Chirality in the decay of the charged pion

A negatively charged pion decays almost exclusively into a muon and a muon antineutrino

And only 0.0123 % in an electron and an electron antineutrino

Although this second decay pathway alone due to the higher kinetic energy of the electron and the neutrino would be more likely than the first.

The easiest way to explain this branching ratio is based on the parity violation. The pion has spin 0, so the spins of the muon (or electron) and antineutrino must be opposed. Here, the nearly massless antineutrino has a right-handed antiparticles its spin practically parallel to the direction of flight. Since the flight directions of both particles are opposite because of the conservation of momentum, the spin must be parallel to its flight direction at the muon (or electron), so be positive helicity. With a positive helicity but is the left - chiral share to zero, the closer the velocity of the particle velocity of light. Now the kinetic energy of the electron is due to its small mass is many times higher than its rest energy, it has so very different than the muon, already nearly the speed of light. Consequently, the electron is the left - chiral component, by which alone its production by the weak interaction depends to suppress approximately five orders of magnitude. This explains the observed frequency ratio of the two decay modes.

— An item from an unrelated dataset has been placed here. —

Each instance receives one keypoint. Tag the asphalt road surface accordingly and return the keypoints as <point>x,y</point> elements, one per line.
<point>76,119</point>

This reproduced in many textbooks argument is been criticized that the parity violation is not accounted for by the weak interaction for the branching ratio, but to be their character a vectorial interaction. Assuming that the weak interaction would not only generate particles and antiparticles as left - and right - chiral, but equally often in the opposite direction, then they would get the parity, but due to their vector character nevertheless a particle together with an antiparticle with opposite can generate chiralities. As before, however, write the momentum and angular momentum conservation during the resulting decay particles and antiparticles same helicities before; it is obtained for the decay pathway for electron therefore definitely the same disability as described above. The vector character of the weak interaction, in turn, follows from its construction in the form of a gauge theory. There are two possible vectorial subtypes that have vector ( V) or axialvektoriellen (A) character (see VA theory). The parity violation comes through a specific interaction of the two into being in the weak interaction. In contrast, based the electromagnetic interaction and the strong interaction, which are formulated as a gauge theory, and consequently also have vector character, only on the vector portion. Therefore, in these two parity is conserved. Noteworthy on the vector character is also that can only lead the two vectorial shapes to a parity violation of the as part of the Dirac theory in principle possible five forms of interaction.

Chirality in the decay of the muon

Muons resulting from the decay of a pion, are fully polarized in the direction of flight (see previous section ) on the basis of parity violation by the weak interaction. If they ( after complete deceleration in matter ) according to

Decay, the weak interaction causes an asymmetric angular distribution of the electrons. For example, high energy electrons are preferably opposite to the direction of the muon spins emitted. This can be explained by the fact that a high energy electron can only arise if the other two particles for the conservation of the total momentum to fly parallel to the electron in the opposite direction. Since they have as neutrino and antineutrino opposite helicities, her two angular momenta are opposite and add therefore zero. The direction of the electron spins is fixed so that it is the initial angular momentum of the muon. Since the weak interaction gives rise to only the left-handed chiral component of the electron in the decay, it produces most likely the electrons are emitted opposite to its spin, so here is opposite to the original direction of flight of the muon. The same phenomenon occurs with the opposite sign and the decay of the positive pion, followed by. Here the positron fly so primarily in the direction of the spin, which is opposite to its original direction of flight on his part.